At last, thanks to the National Film Board of Canada, this classic doco on my favourite feminist economist is now available for viewing online. In 1975, at the age of 23, she became the youngest MP in the New Zealand Parliament. As a member of the National Party, she famously (or infamously) crossed the floor on the question of allowing nuclear powered ships into New Zealand waters. (She was against it.)
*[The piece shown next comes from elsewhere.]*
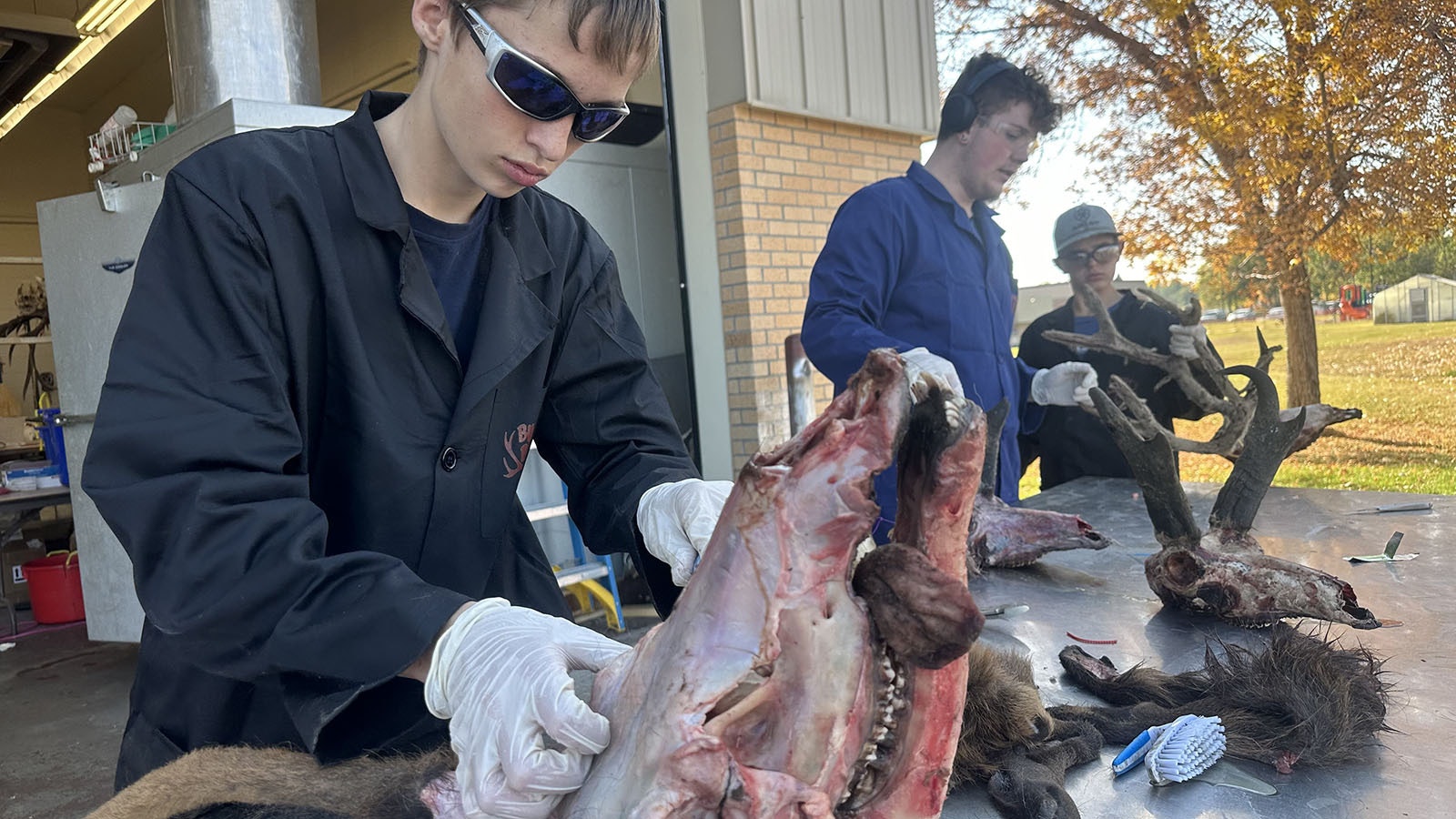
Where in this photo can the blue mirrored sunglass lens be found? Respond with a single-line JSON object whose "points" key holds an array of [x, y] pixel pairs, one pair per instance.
{"points": [[531, 89], [593, 124]]}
As an MP, she served as Chair of the Public Expenditures Committee. As a non-economist she felt free to ask “dumb” questions, like “What’s the GDP?” and “Why is it important?” The inadequacy and incompleteness of the answers she received led her to do a PhD in political economy. Through this she learned about the “production boundary”, which determines what gets counted in the GDP, and what doesn’t. The PhD was worked into a book: Counting for Nothing: What Men Value And What Women Are Worth. John Kenneth Galbraith called it “an overdue antidote to badly flawed assumptions.” Gloria Steinem said she “puts human beings and human values into economics.”
Have you ever wondered:
- why the wrecking of the Exxon Valdez, through the lawsuits and cleanups it “produced”, added billions of dollars to the GDP
- while the work of millions of women at home, producing the next generation of humankind, adds nothing?
To find out, watch this extraordinary story, told by an extraordinary female human being.